Sweet Chewy Turtle Bars with Chocolate (Printable)

Golden oat crumble topped with chocolate chips, pecans, and creamy caramel swirls for chewy, indulgent squares.

# What You'll Need:

→ Crust & Topping

01 - 1 cup all-purpose flour
02 - 1 cup rolled oats
03 - 1/2 cup packed brown sugar
04 - 1/2 cup granulated sugar
05 - 1/2 cup unsalted butter, melted
06 - 1/4 teaspoon salt
07 - 1/2 teaspoon baking soda

→ Filling

08 - 1 cup semi-sweet chocolate chips
09 - 1 cup chopped pecans

→ Caramel Layer

10 - 1 cup caramel sauce
11 - 1/4 cup heavy cream

# Step-by-Step Guide:

01 - Preheat oven to 350°F. Grease a 9x9-inch baking pan with butter or line with parchment paper.
02 - In a large mixing bowl, combine flour, oats, brown sugar, granulated sugar, melted butter, salt, and baking soda. Mix until crumbly texture forms.
03 - Reserve 1 cup of crumb mixture for topping. Press remaining mixture evenly into bottom of prepared pan to form crust base.
04 - Bake crust for 10 minutes until slightly golden.
05 - In a small saucepan over medium-low heat, combine caramel sauce and heavy cream. Stir constantly until smooth and well combined. Remove from heat.
06 - Remove crust from oven. Evenly sprinkle chocolate chips over warm crust, then sprinkle chopped pecans on top.
07 - Pour warm caramel sauce evenly over chocolate and pecans.
08 - Sprinkle reserved crumb mixture evenly over caramel layer.
09 - Return pan to oven and bake for 15 to 20 minutes until topping is golden brown.
10 - Remove from oven and cool completely in pan on wire rack.
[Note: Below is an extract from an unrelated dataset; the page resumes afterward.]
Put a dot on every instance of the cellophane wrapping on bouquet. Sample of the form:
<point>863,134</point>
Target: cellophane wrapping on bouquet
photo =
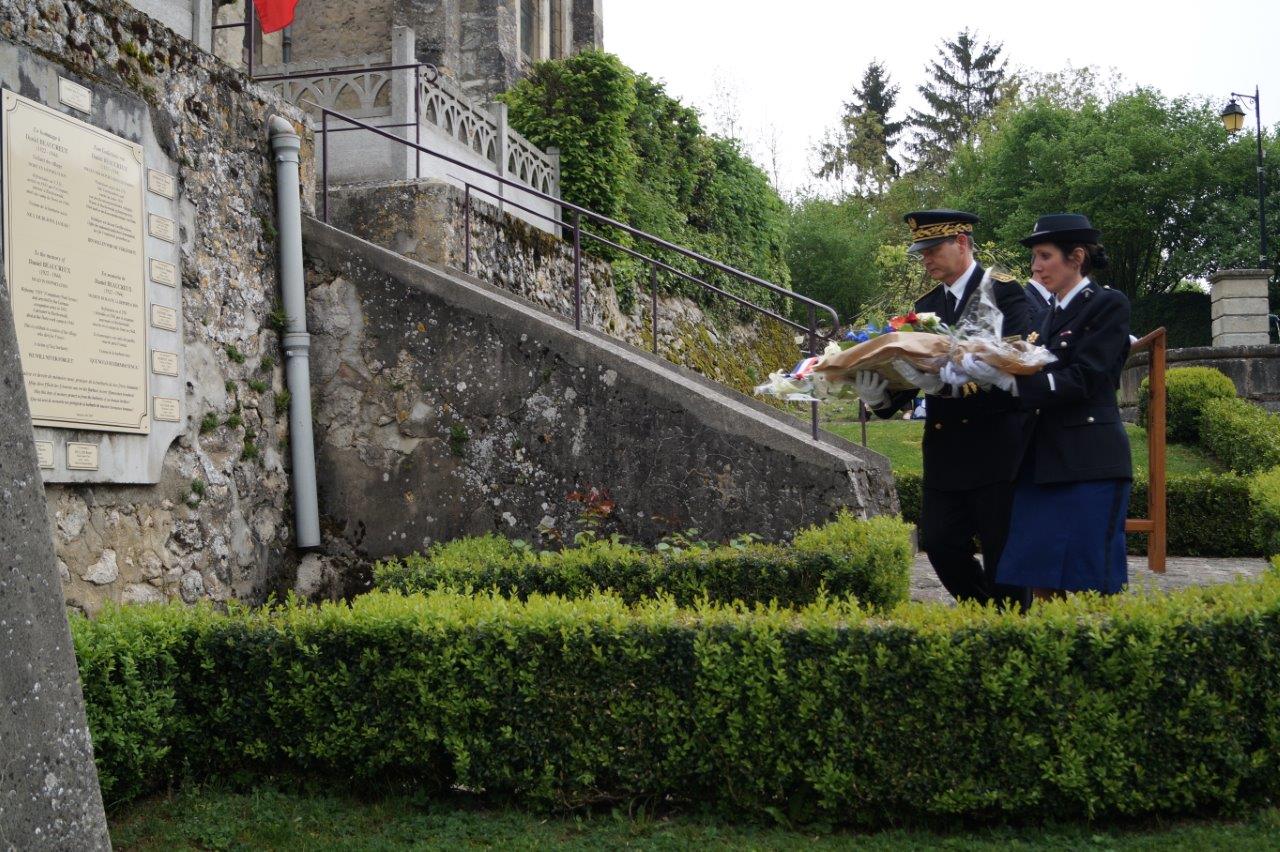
<point>979,331</point>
Once cooled, cut into squares.

# Expert Tips:

01 -
  • They taste like homemade turtles but come together in a single pan with no candy thermometer required.
  • The oat crumble on top stays crisp even after the caramel soaks into the layers below.
  • You can make them ahead and they actually get chewier and more flavorful after a day in the fridge.
  • They're fancy enough to bring to a potluck but forgiving enough that even a distracted baker can nail them.
02 -
  • Don't skip the parchment paper overhang, lifting the whole block out before cutting makes your life so much easier and your squares look bakery-perfect.
  • If your caramel sauce is too thick, it won't spread smoothly, so always add the cream and warm it gently until it flows like honey.
  • Let the bars cool completely or the layers will slide apart when you cut them, and you'll end up with a delicious mess instead of neat squares.
03 -
  • Toast your pecans in a dry skillet for a few minutes before adding them to intensify their flavor and make the bars taste even nuttier.
  • If you're making your own caramel, cook it until it's a deep amber color for a richer, less sugary taste that stands up to the chocolate.
  • Use parchment paper with enough overhang to lift the entire block out of the pan before slicing, your edges will be cleaner and you won't wrestle with a knife in a tight corner.